Cette main a été saisie dans la foulée par le patron des Républicains, Éric Ciotti. Le très conservateur chef de la famille de droite a jugé son parti trop faible pour s'engager seul dans la bataille. "Nous avons besoin d'une alliance, en restant nous-mêmes, (...) avec le Rassemblement national et avec ses candidats", a-t-il plaidé.
Si Éric Ciotti n'a pas été suivi par les cadres de son parti - à l'exception d'une députée et du président du mouvement des Jeunes républicains - il a indiqué avoir 62 candidats "du rassemblement des droites" soutenus par le RN.
La ligne LR anti-Ciotti avec "près de 400 candidats"
La perspective d'une alliance avec le RN a suscité une vague d'indignation au sein des Républicains, dont les cadres ont voté l'exclusion d'Éric Ciotti de la présidence et du mouvement.
LR part donc divisé pour ces législatives, avec "près de 400 candidats" investis par la branche anti-Ciotti, dont un à Nice, face au député sortant des Alpes-Maritimes. Des accords locaux ont été conclus avec Renaissance et certains députés LR sortants n'auront pas de concurrents macronistes face à eux.
Reconquête en solo
Dès le soir des européennes, Éric Zemmour a appelé à l'union des droites. Mais c'est surtout Marion Maréchal qui a engagé les démarches: la tête de liste Reconquête à Strasbourg s'est dite "prête à rencontrer dans les jours qui viennent Marine Le Pen et Jordan Bardella, Éric Ciotti et Nicolas Dupont-Aignan pour travailler ensemble".

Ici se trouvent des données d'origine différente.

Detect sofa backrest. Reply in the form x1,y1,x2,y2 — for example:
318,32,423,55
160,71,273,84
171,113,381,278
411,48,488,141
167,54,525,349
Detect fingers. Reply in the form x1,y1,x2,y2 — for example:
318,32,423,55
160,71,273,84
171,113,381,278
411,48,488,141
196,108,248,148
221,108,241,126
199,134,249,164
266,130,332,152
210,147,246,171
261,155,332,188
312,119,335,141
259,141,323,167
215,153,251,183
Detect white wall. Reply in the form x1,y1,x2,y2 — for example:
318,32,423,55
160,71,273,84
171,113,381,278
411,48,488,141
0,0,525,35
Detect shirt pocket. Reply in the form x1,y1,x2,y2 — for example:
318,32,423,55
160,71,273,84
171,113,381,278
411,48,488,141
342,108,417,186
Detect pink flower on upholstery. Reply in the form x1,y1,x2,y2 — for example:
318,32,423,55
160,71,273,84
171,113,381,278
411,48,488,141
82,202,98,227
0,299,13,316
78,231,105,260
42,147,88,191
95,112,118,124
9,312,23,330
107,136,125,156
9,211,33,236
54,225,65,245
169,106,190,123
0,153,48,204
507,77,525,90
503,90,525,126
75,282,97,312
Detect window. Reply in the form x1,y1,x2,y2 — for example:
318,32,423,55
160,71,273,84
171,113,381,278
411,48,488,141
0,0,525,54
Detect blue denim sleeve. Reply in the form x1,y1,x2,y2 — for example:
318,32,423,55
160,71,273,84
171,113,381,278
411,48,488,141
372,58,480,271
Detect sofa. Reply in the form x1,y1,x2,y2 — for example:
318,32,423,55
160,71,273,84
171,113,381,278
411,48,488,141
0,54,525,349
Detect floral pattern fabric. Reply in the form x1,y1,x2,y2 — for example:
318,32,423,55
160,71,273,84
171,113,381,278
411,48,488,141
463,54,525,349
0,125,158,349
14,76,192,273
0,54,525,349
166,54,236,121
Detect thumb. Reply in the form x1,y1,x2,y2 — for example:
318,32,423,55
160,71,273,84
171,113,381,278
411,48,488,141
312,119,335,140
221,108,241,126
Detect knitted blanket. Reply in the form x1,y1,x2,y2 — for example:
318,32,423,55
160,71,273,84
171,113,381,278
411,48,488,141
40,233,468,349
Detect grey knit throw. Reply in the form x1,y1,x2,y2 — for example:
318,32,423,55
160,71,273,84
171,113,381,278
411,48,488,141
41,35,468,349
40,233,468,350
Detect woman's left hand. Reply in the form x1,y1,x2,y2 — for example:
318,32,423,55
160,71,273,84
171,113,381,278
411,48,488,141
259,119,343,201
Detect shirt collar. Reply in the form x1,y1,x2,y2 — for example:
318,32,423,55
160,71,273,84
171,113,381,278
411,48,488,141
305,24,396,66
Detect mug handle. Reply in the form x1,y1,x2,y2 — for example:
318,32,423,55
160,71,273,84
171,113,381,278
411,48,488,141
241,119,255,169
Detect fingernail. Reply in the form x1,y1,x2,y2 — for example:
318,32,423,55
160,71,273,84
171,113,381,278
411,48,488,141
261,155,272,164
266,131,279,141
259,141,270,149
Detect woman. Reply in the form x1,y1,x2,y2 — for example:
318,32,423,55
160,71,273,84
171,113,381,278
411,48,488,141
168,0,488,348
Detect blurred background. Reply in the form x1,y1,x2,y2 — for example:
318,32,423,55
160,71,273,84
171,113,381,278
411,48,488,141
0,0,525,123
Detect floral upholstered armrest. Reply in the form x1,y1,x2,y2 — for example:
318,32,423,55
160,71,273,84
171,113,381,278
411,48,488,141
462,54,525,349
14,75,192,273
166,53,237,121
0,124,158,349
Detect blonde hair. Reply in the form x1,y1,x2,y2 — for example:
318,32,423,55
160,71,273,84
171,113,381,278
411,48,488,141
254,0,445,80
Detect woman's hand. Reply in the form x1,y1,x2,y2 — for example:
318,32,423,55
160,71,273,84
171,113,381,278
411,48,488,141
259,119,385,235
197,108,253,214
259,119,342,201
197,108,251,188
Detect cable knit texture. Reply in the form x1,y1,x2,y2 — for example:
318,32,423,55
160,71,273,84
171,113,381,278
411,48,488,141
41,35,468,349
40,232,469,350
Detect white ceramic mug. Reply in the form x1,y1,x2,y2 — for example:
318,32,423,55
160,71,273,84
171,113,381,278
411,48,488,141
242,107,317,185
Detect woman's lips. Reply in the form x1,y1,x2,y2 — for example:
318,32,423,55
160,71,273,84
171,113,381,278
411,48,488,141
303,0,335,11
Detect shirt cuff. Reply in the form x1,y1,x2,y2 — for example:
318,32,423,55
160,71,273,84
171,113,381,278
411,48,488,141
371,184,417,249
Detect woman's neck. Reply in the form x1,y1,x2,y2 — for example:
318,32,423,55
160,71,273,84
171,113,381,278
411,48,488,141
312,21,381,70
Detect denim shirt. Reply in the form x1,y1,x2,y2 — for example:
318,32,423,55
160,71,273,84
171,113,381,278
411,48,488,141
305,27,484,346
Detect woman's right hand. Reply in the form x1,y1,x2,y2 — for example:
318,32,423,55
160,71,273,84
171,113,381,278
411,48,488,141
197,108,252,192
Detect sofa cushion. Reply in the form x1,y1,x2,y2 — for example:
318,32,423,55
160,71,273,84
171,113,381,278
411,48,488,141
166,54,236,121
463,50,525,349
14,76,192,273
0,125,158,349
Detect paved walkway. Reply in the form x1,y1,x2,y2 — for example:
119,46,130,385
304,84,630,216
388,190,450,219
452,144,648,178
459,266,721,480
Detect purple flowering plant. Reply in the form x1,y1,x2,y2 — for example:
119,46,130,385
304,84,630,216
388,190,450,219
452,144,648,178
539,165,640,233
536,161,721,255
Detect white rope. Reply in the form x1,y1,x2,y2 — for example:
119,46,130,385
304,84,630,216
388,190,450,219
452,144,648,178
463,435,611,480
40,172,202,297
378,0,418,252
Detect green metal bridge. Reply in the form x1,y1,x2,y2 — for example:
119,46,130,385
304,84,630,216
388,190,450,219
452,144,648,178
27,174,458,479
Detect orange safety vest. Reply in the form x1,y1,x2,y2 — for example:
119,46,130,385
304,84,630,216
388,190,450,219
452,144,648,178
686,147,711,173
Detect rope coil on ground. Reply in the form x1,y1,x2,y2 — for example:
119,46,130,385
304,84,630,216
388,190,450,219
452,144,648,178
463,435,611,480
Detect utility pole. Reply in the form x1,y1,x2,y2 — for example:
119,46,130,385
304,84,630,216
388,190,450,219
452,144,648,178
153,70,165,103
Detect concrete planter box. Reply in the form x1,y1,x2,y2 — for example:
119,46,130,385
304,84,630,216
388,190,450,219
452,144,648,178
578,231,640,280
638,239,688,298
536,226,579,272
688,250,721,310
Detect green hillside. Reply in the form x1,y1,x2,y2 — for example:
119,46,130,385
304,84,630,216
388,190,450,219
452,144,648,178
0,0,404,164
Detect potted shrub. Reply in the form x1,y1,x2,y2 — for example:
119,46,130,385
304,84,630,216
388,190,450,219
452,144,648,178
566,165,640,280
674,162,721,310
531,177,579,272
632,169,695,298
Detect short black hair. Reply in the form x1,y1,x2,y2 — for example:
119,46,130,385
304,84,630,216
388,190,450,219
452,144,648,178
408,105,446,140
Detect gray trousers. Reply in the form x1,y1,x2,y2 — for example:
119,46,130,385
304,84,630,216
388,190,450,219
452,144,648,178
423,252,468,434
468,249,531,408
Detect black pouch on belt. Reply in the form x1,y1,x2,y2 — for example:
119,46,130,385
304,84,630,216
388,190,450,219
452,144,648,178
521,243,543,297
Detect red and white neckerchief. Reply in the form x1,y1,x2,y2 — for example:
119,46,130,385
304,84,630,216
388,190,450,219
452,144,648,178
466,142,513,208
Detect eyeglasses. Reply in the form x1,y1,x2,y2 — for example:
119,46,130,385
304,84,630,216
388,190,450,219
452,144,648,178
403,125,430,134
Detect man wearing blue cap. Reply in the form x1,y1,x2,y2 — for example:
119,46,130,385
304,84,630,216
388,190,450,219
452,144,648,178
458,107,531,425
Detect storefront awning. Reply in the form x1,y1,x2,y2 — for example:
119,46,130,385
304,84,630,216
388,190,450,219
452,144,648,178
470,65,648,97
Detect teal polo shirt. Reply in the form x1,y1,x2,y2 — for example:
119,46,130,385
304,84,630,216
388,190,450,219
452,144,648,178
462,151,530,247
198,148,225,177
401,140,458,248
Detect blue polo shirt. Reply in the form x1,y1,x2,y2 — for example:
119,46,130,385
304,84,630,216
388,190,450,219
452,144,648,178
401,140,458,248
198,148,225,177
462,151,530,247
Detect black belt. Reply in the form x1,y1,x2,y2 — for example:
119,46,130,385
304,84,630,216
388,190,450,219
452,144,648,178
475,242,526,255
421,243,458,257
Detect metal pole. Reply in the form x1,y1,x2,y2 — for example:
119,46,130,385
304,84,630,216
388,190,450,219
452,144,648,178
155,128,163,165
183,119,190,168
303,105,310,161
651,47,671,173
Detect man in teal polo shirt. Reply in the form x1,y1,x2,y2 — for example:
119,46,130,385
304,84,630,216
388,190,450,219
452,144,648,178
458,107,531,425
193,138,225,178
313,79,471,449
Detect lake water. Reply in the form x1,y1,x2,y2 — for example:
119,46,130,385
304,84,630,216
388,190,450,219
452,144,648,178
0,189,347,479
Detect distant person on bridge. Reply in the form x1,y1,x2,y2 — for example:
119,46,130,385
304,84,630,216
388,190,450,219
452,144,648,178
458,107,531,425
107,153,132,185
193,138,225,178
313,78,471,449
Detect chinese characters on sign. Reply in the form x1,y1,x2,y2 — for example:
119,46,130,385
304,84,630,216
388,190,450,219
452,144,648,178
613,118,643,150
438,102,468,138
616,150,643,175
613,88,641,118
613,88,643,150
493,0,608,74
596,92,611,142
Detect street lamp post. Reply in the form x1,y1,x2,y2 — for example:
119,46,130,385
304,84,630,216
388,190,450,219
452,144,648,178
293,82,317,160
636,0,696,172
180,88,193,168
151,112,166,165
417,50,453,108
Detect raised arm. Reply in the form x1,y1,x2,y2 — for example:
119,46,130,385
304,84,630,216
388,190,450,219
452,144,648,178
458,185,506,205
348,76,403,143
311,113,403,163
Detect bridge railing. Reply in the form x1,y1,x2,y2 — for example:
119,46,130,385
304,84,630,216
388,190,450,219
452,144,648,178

Le Rassemblement nationale a finalement refusé toute alliance avec Reconquête, préférant une union avec Éric Ciotti. Qu'importe: Marion Maréchal a appelé officiellement à soutenir les candidats de l'alliance Ciotti-RN, mercredi 12 juin, en alertant sur la "triple faute" de présenter des candidats zemmouristes en face. Éric Zemmour l'a dans la foulée exclue du mouvement, ainsi que trois de ses soutiens, tous élus eurodéputés dimanche 9 juin sous la bannière du parti.
"Pour la victoire de nos idées et contre l’islamo-gauchisme", Reconquête a annoncé l'investiture de 330 candidats - mais n'en présentera pas dans certaines circonscriptions pour favoriser "les artisans de l'union nationale" comme Eric Ciotti et Nicolas Dupont-Aignan.